Schleimgeschmack im Mund, als wäre der Rachen ein versiffter Abfluss und dann doch nicht Joggen, weil Putzen, Einkaufen und Treppensteigen dann doch schon anstrengend genug ist. Die Art von Fahrigkeit, bei der ich hungrig in die Küche komme und erstmal weiter putze, um die Ordnung und Kontrolle zurückzubekommen. Wenn ich schon den Laufkalender schwänze und mich vom REWE überfordert mit einer Tafel Schokolade an der Kasse wiederfinden, dann wenigstens mit sauberem Waschbecken.

05.03.2021

Kurz vor Funkschluss doch noch geschafft und viel primitiver, als ich es die Stunden zuvor versucht habe: Jetzt lässt es sich leichter durch die Jahre klicken. Ob ich das dann auch wirklich mache, ist nebensächlich.

04.03.2021

Kann es sein, dass mir erst jetzt, nach Jahren mit Blut im Mund auffällt, in welchen Phasen ich mir die Wangen aufbeiße? Dass es da eine Verbindung zum angespannten Kiefer gibt? Zu unangenehmen Gesprächen, angsteinflößenden Sprechsituationen und Unausgesprochenem, das mich buchstäblich auffrisst, das versucht den Vorhof der Sprache einzureißen?

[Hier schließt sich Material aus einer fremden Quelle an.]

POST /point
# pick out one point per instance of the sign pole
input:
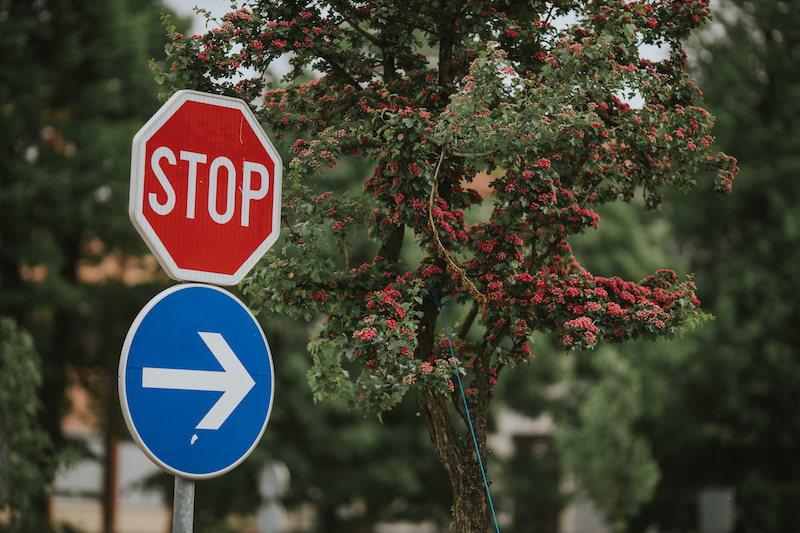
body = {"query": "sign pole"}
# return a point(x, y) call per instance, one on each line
point(183, 506)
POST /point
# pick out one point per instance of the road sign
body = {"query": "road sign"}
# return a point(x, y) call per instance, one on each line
point(196, 381)
point(205, 188)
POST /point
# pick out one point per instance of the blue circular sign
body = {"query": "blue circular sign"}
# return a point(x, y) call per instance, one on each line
point(196, 381)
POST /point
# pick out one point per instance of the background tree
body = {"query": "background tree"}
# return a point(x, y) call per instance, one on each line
point(74, 87)
point(27, 459)
point(506, 89)
point(732, 415)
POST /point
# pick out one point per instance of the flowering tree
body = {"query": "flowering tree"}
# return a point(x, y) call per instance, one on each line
point(435, 92)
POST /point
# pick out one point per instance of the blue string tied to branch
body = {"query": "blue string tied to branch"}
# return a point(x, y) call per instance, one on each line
point(440, 305)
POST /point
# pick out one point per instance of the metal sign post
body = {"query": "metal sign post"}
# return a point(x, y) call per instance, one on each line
point(183, 506)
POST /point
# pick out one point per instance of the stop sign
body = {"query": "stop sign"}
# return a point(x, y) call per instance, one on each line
point(205, 188)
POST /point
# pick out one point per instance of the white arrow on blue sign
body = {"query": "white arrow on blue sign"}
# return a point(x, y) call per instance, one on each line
point(196, 381)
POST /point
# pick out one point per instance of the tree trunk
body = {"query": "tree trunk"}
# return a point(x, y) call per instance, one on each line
point(457, 455)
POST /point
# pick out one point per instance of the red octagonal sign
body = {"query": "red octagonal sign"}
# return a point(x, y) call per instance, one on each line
point(205, 188)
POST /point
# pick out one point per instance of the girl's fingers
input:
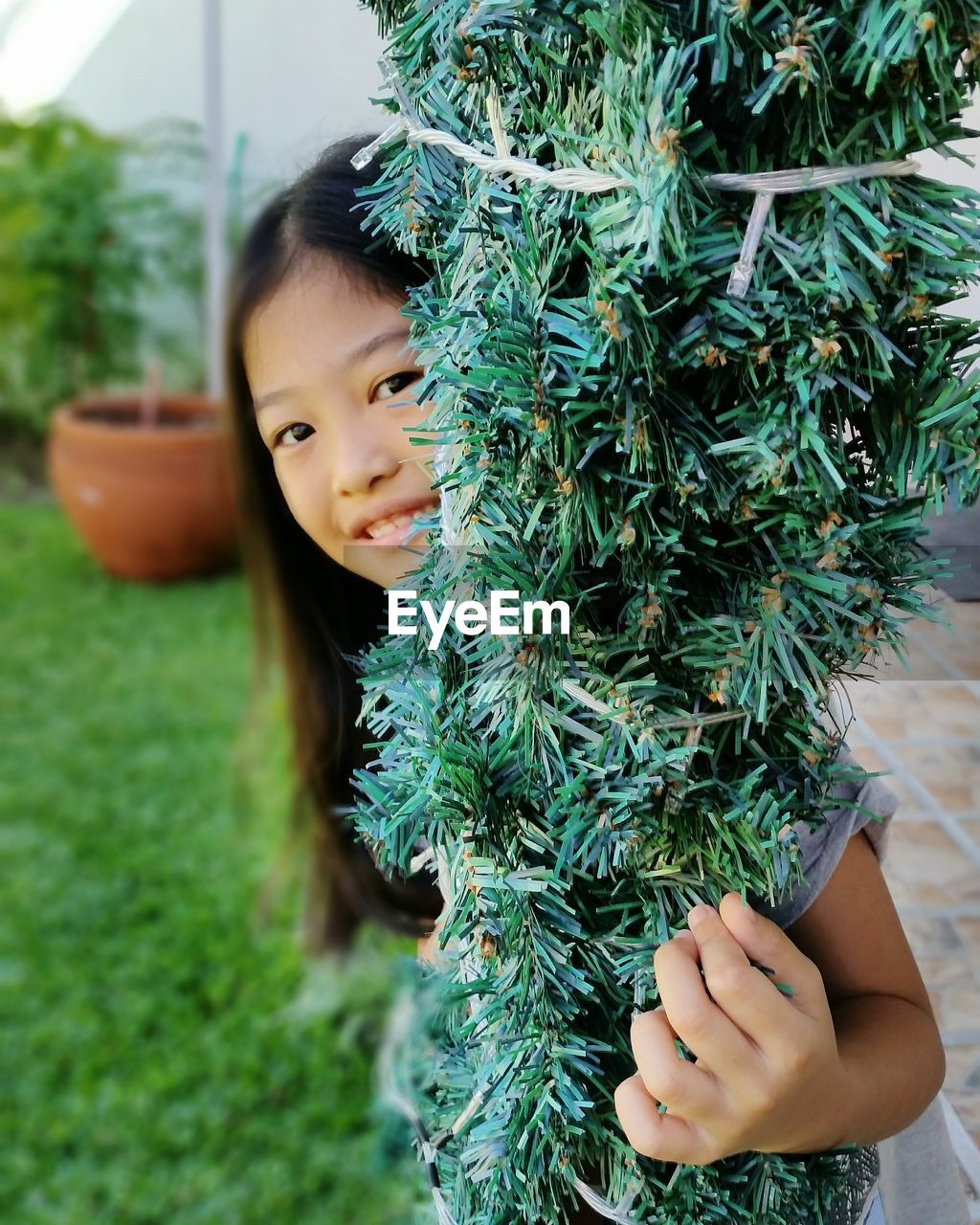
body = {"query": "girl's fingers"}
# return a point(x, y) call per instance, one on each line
point(661, 1137)
point(697, 1019)
point(687, 1090)
point(747, 993)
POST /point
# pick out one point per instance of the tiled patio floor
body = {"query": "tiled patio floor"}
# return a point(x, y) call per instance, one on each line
point(923, 726)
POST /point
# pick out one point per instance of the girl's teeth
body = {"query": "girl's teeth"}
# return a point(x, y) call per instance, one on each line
point(383, 527)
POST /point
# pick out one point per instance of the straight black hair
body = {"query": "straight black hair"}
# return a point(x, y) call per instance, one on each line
point(306, 609)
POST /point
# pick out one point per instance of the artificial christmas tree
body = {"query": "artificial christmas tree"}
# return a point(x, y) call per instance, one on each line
point(701, 390)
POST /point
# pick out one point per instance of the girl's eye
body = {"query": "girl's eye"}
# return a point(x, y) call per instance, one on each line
point(408, 375)
point(297, 425)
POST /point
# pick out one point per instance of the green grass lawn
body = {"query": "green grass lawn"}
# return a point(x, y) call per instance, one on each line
point(163, 1058)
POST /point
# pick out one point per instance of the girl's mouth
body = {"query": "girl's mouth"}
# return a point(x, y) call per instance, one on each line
point(393, 530)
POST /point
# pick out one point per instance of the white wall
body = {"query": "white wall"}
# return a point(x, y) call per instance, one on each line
point(296, 75)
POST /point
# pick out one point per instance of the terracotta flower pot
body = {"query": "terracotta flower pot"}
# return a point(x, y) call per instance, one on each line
point(153, 501)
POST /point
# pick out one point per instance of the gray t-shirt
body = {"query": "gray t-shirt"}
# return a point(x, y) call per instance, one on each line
point(919, 1179)
point(911, 1177)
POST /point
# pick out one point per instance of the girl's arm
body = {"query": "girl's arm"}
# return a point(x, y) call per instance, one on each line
point(887, 1036)
point(853, 1057)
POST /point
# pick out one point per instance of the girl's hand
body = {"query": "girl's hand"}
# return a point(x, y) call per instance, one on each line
point(767, 1076)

Das ist die Stelle, an der ich aufpassen muss nicht die Luft anzuhalten, weil der Gedanke sonst in die analytische Masturbation, die theoretische Ablenkung  vom Erlebten abrutscht, dabei deutet die Beobachtung eigentlich nur wieder auf die Meditation, während der ich sie zulassen konnte. Also loslassen (aufschreiben) und wieder ausatmen.

03.03.2021

„In Klausur gehen“ kommt aus dem Lateinischen: Clausura (= Verschluss) und bezieht sich ursprünglich auf den abgeschlossenen Teil eines Klosters. In der Spätmoderne tut es aber auch ein WG-Zimmer, eine zusätzliche musikalische Akustikwand und – am wichtigsten – eine Software zum ablenkungsfreien Schreiben.

02.03.2021

Grrrrrr.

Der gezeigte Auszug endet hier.